Les machines à vendanger
La propriété reste majoritaire dans les grands vignobles où les surfaces permettent de rentabiliser l’investissement. À l’inverse, les petites exploitations viticoles recourent davantage à la mutualisation ou à la location.
Les Cuma renforcent leur place dans le paysage agricole
L’un des principaux enseignements de l’étude concerne la progression constante des Cuma. Entre 2013 et 2023 :
la part des utilisations d’automotrices via une Cuma est passée de 14,6 % à 20,3 % ;
le nombre d’utilisateurs est resté stable malgré la baisse du nombre d’exploitations ;
cette progression s’est principalement faite au détriment de la propriété individuelle.
L’externalisation des travaux progresse
La mutualisation ne constitue pas le seul modèle économique. De nombreuses exploitations choisissent également de déléguer leurs travaux agricoles à des entreprises spécialisées (ETA), ou d’autres prestataires. En 2023 :
68,7 % des exploitations externalisent tout ou partie de leurs travaux ;
10,5 % délèguent l’ensemble des travaux agricoles.
Cette proportion est beaucoup plus élevée dans les petites exploitations.

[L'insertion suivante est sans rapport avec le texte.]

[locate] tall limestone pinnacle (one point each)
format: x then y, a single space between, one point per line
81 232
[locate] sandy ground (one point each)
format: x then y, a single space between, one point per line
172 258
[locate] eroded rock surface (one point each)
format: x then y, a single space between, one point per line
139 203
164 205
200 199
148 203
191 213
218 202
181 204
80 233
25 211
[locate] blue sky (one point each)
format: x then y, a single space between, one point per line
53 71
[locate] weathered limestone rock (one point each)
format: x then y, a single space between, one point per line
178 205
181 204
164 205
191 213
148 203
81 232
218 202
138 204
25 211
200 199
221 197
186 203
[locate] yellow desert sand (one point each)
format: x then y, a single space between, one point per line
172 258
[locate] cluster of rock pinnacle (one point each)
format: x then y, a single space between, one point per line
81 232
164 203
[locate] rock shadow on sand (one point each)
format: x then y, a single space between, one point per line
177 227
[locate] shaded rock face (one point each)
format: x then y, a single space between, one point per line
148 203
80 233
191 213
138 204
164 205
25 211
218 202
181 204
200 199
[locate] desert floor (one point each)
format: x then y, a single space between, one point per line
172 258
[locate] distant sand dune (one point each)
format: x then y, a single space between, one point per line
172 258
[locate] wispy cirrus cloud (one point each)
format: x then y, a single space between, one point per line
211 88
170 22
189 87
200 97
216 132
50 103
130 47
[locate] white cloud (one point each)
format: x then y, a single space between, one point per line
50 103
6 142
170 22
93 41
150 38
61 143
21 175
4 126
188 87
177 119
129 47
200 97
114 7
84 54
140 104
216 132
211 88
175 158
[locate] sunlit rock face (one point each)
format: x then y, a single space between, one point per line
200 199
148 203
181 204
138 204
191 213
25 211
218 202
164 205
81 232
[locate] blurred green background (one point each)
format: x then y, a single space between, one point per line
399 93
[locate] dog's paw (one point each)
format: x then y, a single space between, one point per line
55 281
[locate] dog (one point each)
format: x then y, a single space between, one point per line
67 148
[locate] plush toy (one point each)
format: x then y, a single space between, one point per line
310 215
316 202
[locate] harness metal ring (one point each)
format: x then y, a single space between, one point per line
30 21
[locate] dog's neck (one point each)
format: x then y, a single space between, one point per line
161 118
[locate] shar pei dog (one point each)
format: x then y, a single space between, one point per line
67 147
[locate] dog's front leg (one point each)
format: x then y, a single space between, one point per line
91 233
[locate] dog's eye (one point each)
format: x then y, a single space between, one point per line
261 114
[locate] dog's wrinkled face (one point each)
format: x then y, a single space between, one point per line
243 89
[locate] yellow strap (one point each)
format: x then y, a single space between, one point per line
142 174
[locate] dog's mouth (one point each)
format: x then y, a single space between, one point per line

À l’inverse, les exploitations qui possèdent une automotrice réalisent fréquemment des travaux pour d’autres agriculteurs afin de mieux amortir leurs investissements : 13,8 % des propriétaires d’automotrices proposent ainsi des prestations à d’autres exploitations.
Un capital matériel toujours plus important
L’étude souligne enfin le poids croissant des investissements matériels dans les exploitations. En 2024 :
le matériel représente 35 % de l’ensemble des immobilisations hors foncier ;
la valeur moyenne des équipements atteint 100 360 € par exploitation ;
elle a augmenté de 92 % depuis 1990, en euros ;
le taux moyen d’endettement des exploitations atteint désormais 42,1 %.
Ces chiffres illustrent l’intensification capitalistique de l’agriculture française : produire nécessite aujourd’hui davantage d’investissements que jamais.
Ce que l’on peut retenir
L’étude d’Agreste met en évidence une évolution de fond : la mécanisation continue de progresser, mais son coût devient tel que la propriété individuelle n’est plus toujours la solution la plus pertinente. Elle est même impossible dans certaines situations
La mutualisation apparaît comme un véritable levier de compétitivité. Les Cuma, renforcent leur rôle dans les territoires en permettant aux agriculteurs d’accéder à des équipements de haute technologie tout en limitant les investissements individuels. Cette dynamique est particulièrement visible pour les matériels les plus coûteux, comme les ensileuses, dont l’utilisation collective est désormais majoritaire.
Dans un contexte marqué par l’augmentation du prix des matériels, le renouvellement rapide des technologies et la nécessité de maîtriser les charges, les différentes formes de délégation ou de partage des équipements — Cuma, ETA, copropriété, location et entraide — devraient continuer à se développer.
Le réseau Cuma porte une vision constructive et pragmatique de la trajectoire de la mécanisation agricole de la Ferme France. Par sa politique d'aides aux investissements, la Politique Agricole Commune (PAC) peut être demain vectrice d'une mécanisation plus responsable de l'agriculture française.
Les besoins de mécanisation des exploitations se diversifient et évoluent vers plus de technologie, de rapidité, de précision. Les Cuma, par le collectif, rendent possible cette mécanisation toujours plus efficiente et rentable.